The share of solo practices among members of the American Academy of Family Physicians fell to 18 percent by 2008 from 44 percent in 1986. And census figures show that in 2007, just 28 percent of doctors described themselves as self-employed, compared with 58 percent in 1970. Many of the provisions of the new health care law are likely to accelerate these trends.


“There’s not going to be any of us left,” Dr. Sroka said.


Indeed, younger doctors — half of whom are now women — are refusing to take over these small practices. They want better lifestyles, shorter work days, and weekends free of the beepers, cellphones and patient emergencies that have long defined doctors’ lives. Weighed down with debt, they want regular paychecks instead of shopkeeper risks. And even if they wanted such practices, banks — attuned to the growing uncertainties — are far less likely to lend the money needed.


For patients, the transition away from small private practices is not all bad. While larger practices tend to be less intimate, the care offered tends to be better — with more preventive services, better cardiac advice and fewer unnecessary tests. And the new policies that may finally put Dr. Sroka out of business are almost universally embraced — including wholesale adoption of electronic medical records and bundled payments from the federal Medicare program that encourage coordinated care.


“Those of us who think about medical errors and cost have no nostalgia — in fact, we have outright disdain — for the single practitioner like Marcus Welby,” David J. Rothman, president of the Institute on Medicine as a Profession at Columbia University, said of the 1970s TV doctor.

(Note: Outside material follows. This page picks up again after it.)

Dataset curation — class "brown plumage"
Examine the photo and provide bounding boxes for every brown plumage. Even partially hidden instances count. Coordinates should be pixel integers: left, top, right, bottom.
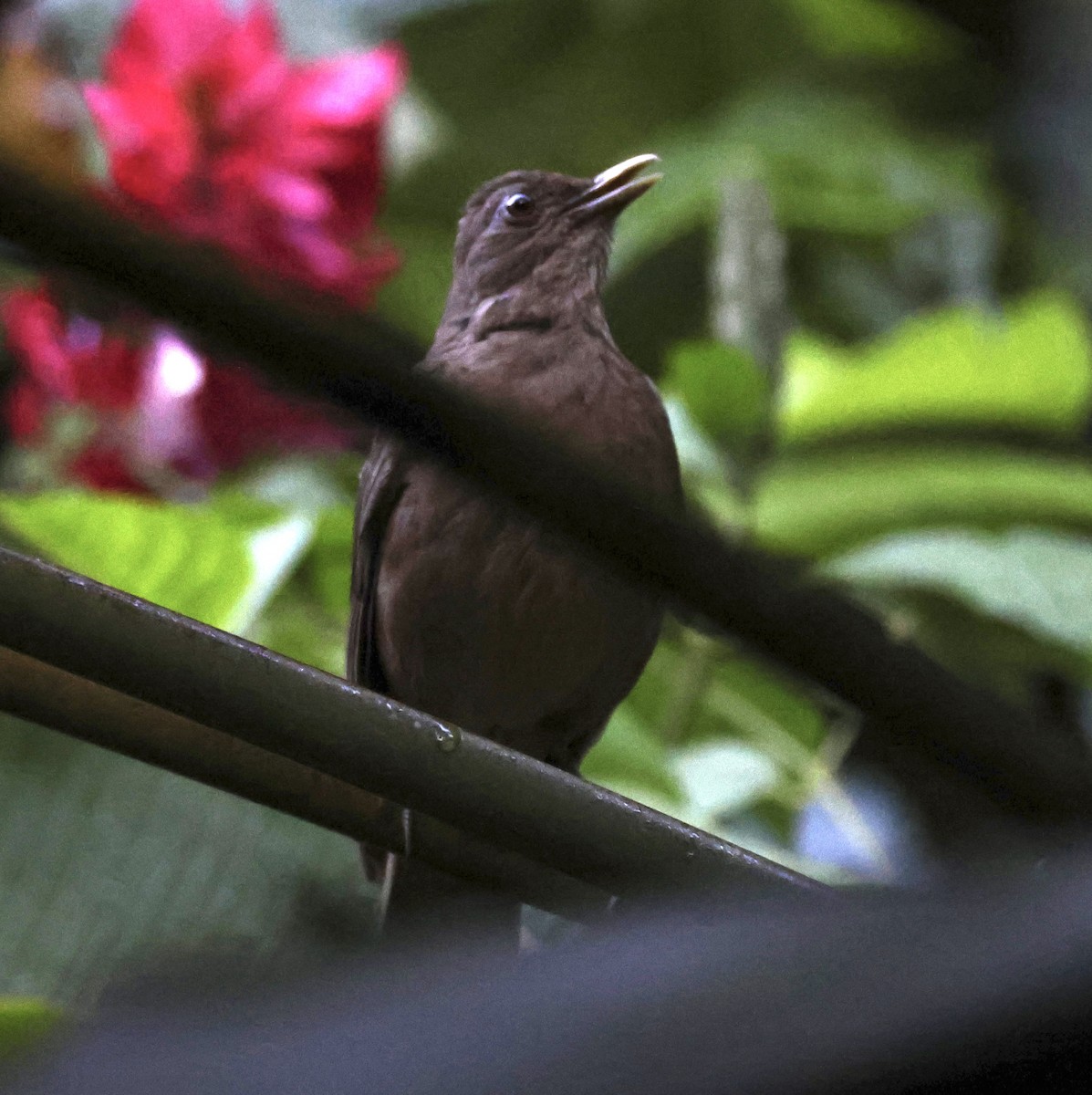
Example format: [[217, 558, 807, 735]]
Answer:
[[347, 157, 681, 942]]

Dr. Sroka has not taken a sick day in 32 years. After his latest partner left in September, he was unable for five months to schedule any time off until another local doctor volunteered to cover for him. His income and patients depend upon his daily presence. This resiliency is part of a tough-minded medical culture — forged in round-the-clock residency shifts, constant on-call schedules, and workplaces in which revered doctors made decisions and staff members followed orders — that is fast disappearing.


Had he left a decade ago, Dr. Sroka might have been able to persuade a doctor to pay $500,000 or more for his roster of 4,000 patients. That he cannot give his practice away results not only from the unattractiveness of its inflexible schedule but also because large group practices can negotiate higher fees from insurers, which translates into more money for doctors.


Building Relationships


Handsome, silver-haired and likable, Dr. Sroka is indeed a modern-day Marcus Welby, his idol. He holds ailing patients’ hands, pats their thickening bellies, and has a talent for diagnosing and explaining complex health problems.


Many of his patients adore him.


One of them, Alicia Beall, 53, came in for a consultation after a pain in her foot grew worrisome. She has been seeing Dr. Sroka for 30 years, and he quickly guessed that she was suffering plantar fasciitis, a painful inflammation.


“So take off your shoe,” Dr. Sroka said. She did, and Dr. Sroka lifted her foot.


“If it’s plantar fasciitis, it’s usually right there,” Dr. Sroka said and pressed his thumb into her heel.


“Ow! Don’t do that,” Ms. Beall said and smacked him with a magazine. They both laughed.